I met Tim Harris
, CEO of Swift Navigation
, several years ago just as I was beginning in startups. His leadership style is no small part of why Swift has earned a reputation as a fantastic place to work.
But it’s also a company overcoming big challenges in navigation — getting super-high precision out of GPS. Their success at generating near-centimeter accurate position data has major implications for autonomous systems where just knowing exactly where you are is a big deal.
We caught up with Tim to see what Swift has been up to.

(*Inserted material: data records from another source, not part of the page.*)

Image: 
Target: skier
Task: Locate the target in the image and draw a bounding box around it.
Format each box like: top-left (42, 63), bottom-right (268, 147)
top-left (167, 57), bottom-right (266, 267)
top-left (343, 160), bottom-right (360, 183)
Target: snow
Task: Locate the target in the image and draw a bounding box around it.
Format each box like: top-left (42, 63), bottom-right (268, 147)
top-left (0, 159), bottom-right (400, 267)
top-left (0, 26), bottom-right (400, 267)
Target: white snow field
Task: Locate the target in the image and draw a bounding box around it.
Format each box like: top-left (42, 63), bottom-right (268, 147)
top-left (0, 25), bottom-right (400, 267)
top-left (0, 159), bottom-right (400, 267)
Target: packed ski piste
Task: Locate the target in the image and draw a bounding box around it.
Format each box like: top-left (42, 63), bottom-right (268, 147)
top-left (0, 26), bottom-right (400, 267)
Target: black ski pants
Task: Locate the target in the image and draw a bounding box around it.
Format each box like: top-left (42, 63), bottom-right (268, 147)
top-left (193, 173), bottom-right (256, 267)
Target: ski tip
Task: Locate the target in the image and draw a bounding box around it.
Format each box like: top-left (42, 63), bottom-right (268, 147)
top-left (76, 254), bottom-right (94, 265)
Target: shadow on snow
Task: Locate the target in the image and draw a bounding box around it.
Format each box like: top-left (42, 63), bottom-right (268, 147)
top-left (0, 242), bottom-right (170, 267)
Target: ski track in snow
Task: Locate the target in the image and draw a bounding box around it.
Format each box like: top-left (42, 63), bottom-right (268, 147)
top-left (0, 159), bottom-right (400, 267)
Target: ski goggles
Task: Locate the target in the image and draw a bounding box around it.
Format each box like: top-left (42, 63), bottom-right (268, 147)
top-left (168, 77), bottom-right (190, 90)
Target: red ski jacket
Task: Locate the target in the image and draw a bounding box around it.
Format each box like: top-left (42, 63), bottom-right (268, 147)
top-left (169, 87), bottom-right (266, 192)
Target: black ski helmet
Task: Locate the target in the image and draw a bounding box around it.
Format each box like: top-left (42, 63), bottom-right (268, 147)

How did you get started working on precision GPS?
My co-founders were working on airborne wind turbines, which were large rigid kites that would fly up to a kilometer above the Earth generating power. They were looking to use precision GPS to control these things. What we realized was that the market needed precise, absolute localization for autonomous systems.
Why do autonomous vehicles need such precise localization?
Autonomous vehicles need to do two tasks. First, obstacle detection, which amounts to “don’t hit anything. Second, precise and robust localization, which consists of relative localization using LIDAR or cameras along with computer vision and absolute positioning on a high definition map. Relative positioning requires extensive learning of an environment, so if you extend operations to a wider area, you need to rely heavily on absolute localization, and that’s the layer we provide.
So how does SWIFT Navigation address this?
Swift Nav removes the errors inherent in GPS by mapping sources of environmental error – the largest of which is the atmosphere itself. We monitor and model the impact of the ionosphere and troposphere in real time. As the ionosphere gets hit by different sources of space radiation, it gets electrically charged, which creates a delay in the signals passing through it. That’s what we try to correct for.
With all of those errors, you’re looking at 3 to 5 meters of ground accuracy. It can get a lot worse if you suffer multi-path signal reflection off of objects in cities, such as buildings. After correcting the errors, we get down to 2 centimeters of precision.
Early on, there were some technological developments that let us build our system: low cost, high power FPGAs and the availability of certain RF chip sets, for instance. However, since we’re taking a large chunk out of the price to make the technology widely available, we’re betting on there being enough larger applications to support this. It’s clear that automotive is moving toward full autonomy, but the numbers are low.
Automotive is moving towards full autonomy, but the numbers are still small. Our current focus is on semi-autonomous systems. ‘Fly or drive by wire’ has been around for years. That’s the market we’re addressing first. We’re already serving thousands of customers with applications that are coming out in volume over the next few years. We’re not talking about cars without steering wheels; we’re talking about cars with steering wheels that help drivers be a little better.
Do you see this level of precision GPS becoming more common in consumer applications?
It’s definitely possible, but there are systems integrations trade-offs. For instance, if you want to get this technology into a cell phone, you have to solve an antenna problem. If you’re trying to listen to a wide range of RF on a small element, you can either add more antenna, or make more of that antenna available for GPS. It’s a sandbox, and if you’re going to give us more space to build a castle, you have to add antenna cost or take that away from cellular, Bluetooth, and WiFi. It’s just a matter of when the value is high enough that you’re willing to make those trade-offs.